Testicular tumours are a heterogeneous group of histopathological entities with different biological behaviours and variable prognosis.1 Although several histological subtypes, such as seminoma, predominate in the appropriate patient population, there are other less common categories, including sex cord stromal tumours and lymphoma. There is an impetus to establish histological diagnosis short of surgical orchidectomy, in certain clinical contexts, including the presence of a single testis, prior orchidectomy, high anaesthetic or surgical risk, and patient preference.2,3,4,5,6,7 Ultrasound guided percutaneous testicular core biopsy has served to be valuable for this purpose in our experience.

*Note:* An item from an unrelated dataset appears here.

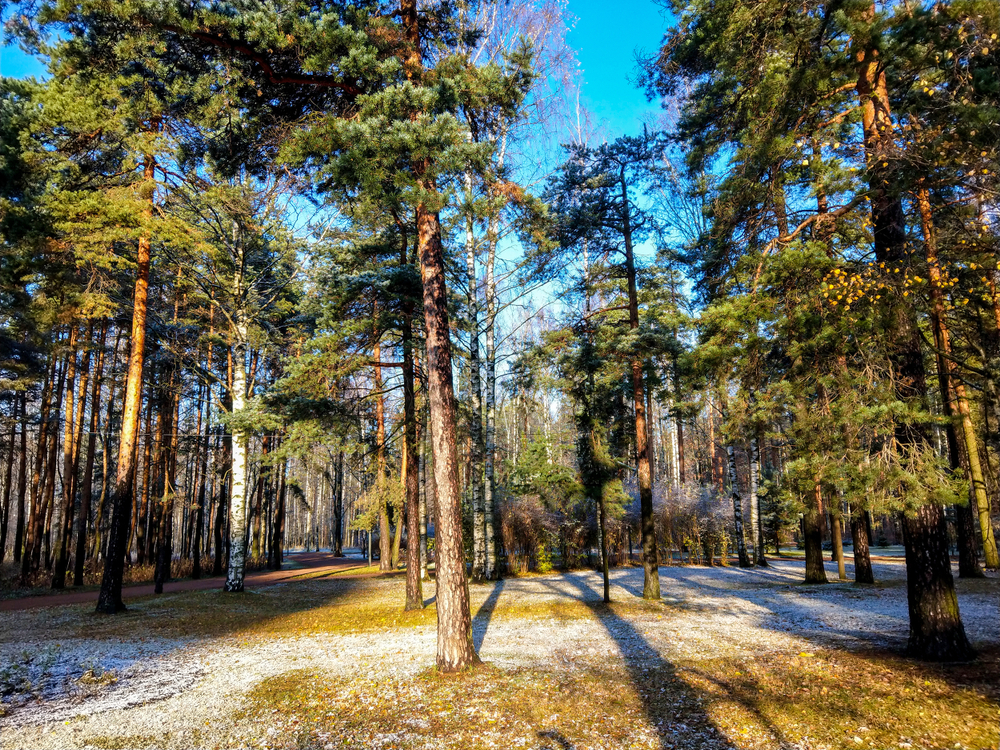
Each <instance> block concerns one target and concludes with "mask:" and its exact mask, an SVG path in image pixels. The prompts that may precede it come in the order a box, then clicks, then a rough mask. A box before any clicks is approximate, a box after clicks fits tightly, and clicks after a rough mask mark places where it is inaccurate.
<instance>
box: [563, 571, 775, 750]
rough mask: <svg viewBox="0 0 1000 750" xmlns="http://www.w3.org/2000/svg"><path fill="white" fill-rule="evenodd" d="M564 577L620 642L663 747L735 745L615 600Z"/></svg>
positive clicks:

Ultrasound guided percutaneous testicular core biopsy has been performed for at least 25 years.4 The advantages are its minimally invasive nature and suitability to be performed as an outpatient procedure with local anaesthesia. A hurdle to the wider adoption of percutaneous testicular biopsy is the theoretical risk of needle tract seeding due to scrotal violation altering the pattern of metastatic lymphatic spread in anatomically separate drainage basins of the testis (retroperitoneal lymph nodes) and scrotum (inguinal lymph nodes).11 Scrotal violation is historically associated with scrotal orchidectomy, which is considered a non-standard surgical approach in contrast to inguinal orchidectomy.3,8,9,10 Although there is evidence of slightly increased risk of local recurrence with scrotal orchidectomy compared to inguinal orchidectomy (2.9% versus 0.4%, respectively), this was observed in advanced tumours. 9,12,13 No statistical differences in distant disease recurrence or overall survival are demonstrated between either surgical approaches.9,12,13 Many authors consider the risk to be overstated, particularly in the case of percutaneous testicular biopsy. 2,3,4,5 There are no well documented cases of tumour seeding due to percutaneous testicular biopsy in the literature. 2,3,4,5
A total of five individual patients underwent ultrasound guided testicular core biopsy in a 16-month period from 2021 to 2022 at an Australian tertiary teaching hospital. All biopsies were performed by a single Consultant Radiologist, after the cases have been subjected to multidisciplinary discussion. Consensus for undertaking biopsy was attained between Radiologist, Urologist, Oncologist and Pathologist for all cases, with review of case history, imaging findings and histopathology results.
The testicular lesions were optimally visualised with a selection of high frequency linear array ultrasound transducers (GE ML6-15-D Matrix Linear Probe, GE 9L Linear Probe and Phillips L15-7io Transducer). A caudal to cranial approach was utilised to reduce the risk of vasovagal reaction. Minimal ultrasound transducer gel was applied to the scrotum to allow easier manual fixation of the testis by an assistant. Local anaesthesia was achieved with Lignocaine 1% by infiltration of the overlying skin and tunica vaginalis, which are sensitive to pain. No pain fibres are present in the testicular parenchyma, obviating the need for deeper infiltration. This was augmented with patient self-administered Methoxyflurane (Penthrox®) inhaler for further analgesic effect. An 18 gauge core biopsy needle (Temno Evolution) was used. Patients were monitored for 1 hour after biopsy.